Favoriser chaque fois que possible la contractualisation des actions de recherche avec le développement.

• Enfin, et ce constat m'apparaît essentiel, il est évident que le Projet Garoua a induit des charges récurrentes insupportables, et ce d'autant que le Projet régional qui devrait lui succéder (sans doute sous une autre forme) n'est pas encore opérationnel plus de deux ans après son terme ! Il est donc essentiel que les projets s'intègrent et s'appuient sur des formes institutionnelles préexistantes solides capables d'assurer leur pérennité et de progresser même en leur absence.

• Un dernier aspect concerne les chercheurs, techniciens, employés et agents.
L'investissement en biens n'est pas la source fondamentale d'une meilleure efficacité de la structure. Les problèmes de formation des hommes à tous les niveaux demeurent prioritaires et doivent être satisfaits à la faveur des projets.

Il est également évident que l'efficacité du travail ne peut être obtenue sans motivation du personnel et sans respect de l'individu. Les salaires modiques, les interruptions de salaire de longue durée ne peuvent qu'affaiblir un projet et porter préjudice à la qualité des travaux.

J-F. Poulain, Coordinateur Scientifique du PG phaseII (1992-1996)
Représentant du Cirad au Cameroun
 
La suite du Projet garoua (extrait de www.prasac-cemac.org)

L’idée d’une nécessaire régionalisation des recherches est contenue dans les recommandations du comité scientifique du Projet Garoua. Ce projet, qui fut un cadre de collaboration bilatérale entre le Cameroun et la France pour l’appui à la recherche agricole au Nord-Cameroun, avait le mérite de disposer d’un comité scientifique au sein duquel se trouvaient des personnalités scientifiques venues de Centrafrique et du Tchad voisins. Les similitudes de situations qui étaient alors relevées dans les problématiques de développement agricole avaient justifié la recommandation de créer un cadre de synergie scientifique pour un développement solidaire des zones de savane d’Afrique centrale. Il a été convenu de l’appeler : Pôle régional de recherche appliquée au développement des savanes d’Afrique Centrale (PRASAC).

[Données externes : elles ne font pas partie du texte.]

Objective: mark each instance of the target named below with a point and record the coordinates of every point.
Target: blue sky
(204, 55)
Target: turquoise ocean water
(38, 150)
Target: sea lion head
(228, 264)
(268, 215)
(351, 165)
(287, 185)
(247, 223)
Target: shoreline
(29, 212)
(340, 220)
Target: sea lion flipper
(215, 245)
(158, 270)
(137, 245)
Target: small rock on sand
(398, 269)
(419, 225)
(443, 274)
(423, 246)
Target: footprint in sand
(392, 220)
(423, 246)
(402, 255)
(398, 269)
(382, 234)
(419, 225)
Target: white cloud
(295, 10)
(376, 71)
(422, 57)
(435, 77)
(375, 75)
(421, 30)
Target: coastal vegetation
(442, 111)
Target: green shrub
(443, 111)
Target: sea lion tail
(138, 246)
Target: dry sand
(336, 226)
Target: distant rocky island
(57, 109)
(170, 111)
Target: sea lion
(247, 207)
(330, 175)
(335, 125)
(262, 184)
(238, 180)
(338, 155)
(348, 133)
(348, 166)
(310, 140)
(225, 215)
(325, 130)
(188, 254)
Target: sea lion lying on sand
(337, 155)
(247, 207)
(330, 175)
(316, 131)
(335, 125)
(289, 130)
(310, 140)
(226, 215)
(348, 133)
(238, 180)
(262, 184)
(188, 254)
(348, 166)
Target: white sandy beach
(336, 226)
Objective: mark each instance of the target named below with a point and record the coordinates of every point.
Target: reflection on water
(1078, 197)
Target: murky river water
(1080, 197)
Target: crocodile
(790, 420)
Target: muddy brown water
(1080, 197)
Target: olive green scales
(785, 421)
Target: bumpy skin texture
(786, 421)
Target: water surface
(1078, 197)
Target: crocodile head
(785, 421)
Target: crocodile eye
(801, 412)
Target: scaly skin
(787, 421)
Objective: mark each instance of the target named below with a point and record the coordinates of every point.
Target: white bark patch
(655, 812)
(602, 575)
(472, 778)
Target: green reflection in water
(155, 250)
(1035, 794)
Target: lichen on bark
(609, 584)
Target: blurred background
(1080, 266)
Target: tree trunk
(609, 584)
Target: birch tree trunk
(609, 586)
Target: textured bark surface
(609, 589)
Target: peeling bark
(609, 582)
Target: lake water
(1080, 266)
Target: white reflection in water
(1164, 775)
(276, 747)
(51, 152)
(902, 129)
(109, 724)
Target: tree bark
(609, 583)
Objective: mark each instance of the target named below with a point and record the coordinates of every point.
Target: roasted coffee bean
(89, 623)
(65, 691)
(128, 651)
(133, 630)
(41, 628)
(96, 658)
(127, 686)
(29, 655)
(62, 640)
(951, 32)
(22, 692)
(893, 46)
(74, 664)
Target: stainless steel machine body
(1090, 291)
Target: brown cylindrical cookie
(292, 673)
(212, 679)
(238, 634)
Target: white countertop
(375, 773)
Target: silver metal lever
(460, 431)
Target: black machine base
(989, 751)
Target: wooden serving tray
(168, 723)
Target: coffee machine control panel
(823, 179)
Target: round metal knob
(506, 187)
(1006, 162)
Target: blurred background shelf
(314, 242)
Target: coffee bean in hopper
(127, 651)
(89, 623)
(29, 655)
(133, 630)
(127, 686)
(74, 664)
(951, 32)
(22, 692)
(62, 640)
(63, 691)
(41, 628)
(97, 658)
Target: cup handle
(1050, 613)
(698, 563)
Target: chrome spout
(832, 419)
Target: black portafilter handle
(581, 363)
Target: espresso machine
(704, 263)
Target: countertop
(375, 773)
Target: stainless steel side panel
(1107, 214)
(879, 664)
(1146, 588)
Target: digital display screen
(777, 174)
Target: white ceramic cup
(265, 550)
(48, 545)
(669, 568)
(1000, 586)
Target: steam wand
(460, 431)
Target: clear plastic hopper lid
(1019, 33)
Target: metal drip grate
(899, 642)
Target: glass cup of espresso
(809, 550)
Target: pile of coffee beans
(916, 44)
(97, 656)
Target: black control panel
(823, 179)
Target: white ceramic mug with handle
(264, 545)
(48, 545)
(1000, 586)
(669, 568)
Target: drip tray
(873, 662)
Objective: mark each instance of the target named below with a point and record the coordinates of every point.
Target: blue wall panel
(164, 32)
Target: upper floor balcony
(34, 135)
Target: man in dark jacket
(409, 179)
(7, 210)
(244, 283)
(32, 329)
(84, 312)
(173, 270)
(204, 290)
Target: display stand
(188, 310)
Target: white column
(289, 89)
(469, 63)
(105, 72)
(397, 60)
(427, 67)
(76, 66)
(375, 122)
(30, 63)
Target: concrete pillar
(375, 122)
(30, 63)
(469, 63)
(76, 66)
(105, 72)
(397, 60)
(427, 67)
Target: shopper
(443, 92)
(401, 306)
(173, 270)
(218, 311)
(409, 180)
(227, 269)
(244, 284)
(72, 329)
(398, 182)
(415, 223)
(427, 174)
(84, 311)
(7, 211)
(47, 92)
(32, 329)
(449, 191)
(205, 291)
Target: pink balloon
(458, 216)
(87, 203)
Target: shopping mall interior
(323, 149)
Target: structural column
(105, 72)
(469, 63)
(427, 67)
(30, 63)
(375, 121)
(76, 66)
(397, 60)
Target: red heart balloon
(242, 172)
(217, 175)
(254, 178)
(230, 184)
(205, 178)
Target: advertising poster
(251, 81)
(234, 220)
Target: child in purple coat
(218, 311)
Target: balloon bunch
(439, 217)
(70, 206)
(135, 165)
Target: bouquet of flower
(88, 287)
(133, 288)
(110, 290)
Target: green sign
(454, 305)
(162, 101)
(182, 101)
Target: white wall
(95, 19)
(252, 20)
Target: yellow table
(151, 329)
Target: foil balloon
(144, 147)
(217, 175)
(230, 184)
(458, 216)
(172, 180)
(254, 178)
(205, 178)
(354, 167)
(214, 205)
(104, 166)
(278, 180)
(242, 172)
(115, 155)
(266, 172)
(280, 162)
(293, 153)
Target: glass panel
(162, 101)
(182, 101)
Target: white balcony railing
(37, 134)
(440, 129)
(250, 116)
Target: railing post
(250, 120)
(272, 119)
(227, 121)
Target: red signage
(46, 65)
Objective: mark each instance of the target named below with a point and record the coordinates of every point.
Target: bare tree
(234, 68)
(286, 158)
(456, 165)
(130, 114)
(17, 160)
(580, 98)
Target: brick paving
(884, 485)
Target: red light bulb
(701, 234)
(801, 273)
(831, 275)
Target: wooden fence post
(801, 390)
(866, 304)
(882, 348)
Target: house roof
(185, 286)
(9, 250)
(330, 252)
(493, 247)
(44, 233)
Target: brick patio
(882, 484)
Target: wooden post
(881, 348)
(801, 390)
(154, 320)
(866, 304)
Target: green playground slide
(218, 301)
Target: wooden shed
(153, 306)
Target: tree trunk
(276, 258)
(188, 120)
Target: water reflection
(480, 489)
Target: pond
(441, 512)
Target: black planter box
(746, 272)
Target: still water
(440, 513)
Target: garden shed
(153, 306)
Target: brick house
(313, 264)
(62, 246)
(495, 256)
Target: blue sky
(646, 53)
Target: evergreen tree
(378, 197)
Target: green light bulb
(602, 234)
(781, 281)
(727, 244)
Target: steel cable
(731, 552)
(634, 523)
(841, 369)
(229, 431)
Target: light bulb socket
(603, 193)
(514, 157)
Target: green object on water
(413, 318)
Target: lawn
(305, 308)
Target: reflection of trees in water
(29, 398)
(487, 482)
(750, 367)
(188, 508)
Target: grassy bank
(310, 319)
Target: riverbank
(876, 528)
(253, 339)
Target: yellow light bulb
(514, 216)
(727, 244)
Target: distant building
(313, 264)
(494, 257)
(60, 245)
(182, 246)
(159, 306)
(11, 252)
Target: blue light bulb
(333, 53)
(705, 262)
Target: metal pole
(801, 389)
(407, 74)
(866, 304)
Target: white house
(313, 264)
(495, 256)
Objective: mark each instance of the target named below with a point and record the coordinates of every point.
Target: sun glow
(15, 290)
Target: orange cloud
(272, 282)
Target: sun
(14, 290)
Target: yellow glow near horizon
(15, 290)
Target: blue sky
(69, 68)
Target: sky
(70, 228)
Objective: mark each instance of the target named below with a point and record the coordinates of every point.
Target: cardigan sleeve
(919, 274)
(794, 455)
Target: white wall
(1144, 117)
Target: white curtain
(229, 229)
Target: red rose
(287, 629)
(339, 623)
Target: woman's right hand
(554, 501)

seinyboucar2009Le PRASAC a été initié au sein et avec l’appui du CORAF/WECARD, à l’initiative duquel la déclaration d’engagement des partenaires a été signée en septembre 1997 et la requête du premier financement (1998–2002) présentée à la coopération française.

Par la suite, comme sa démarche, ses activités et ses résultats ont été jugés de nature à contribuer aux objectifs d’intégration régionale en Afrique centrale, le PRASAC a été transformé en Institution spécialisée de l’Union économique de l’Afrique Centrale (UEAC) par la Conférence des Chefs d’Etat de la Communauté économique et monétaire des Etats de l’Afrique Centrale (CEMAC) tenue en décembre 2000 à N’Djaména (Tchad). Cette reconnaissance fait du PRASAC une institution pérenne, susceptible d’abriter des projets spécifiques à l'échelle de toutes les écologies.

En conclusion, le PRASAC baptisé depuis juin 2008 Pôle régional de recherche appliquée au développement des systèmes agricoles d'Afrique Centrale, est à la fois une Institution de la CEMAC et un outil de coopération scientifique du CORAF/WECARD.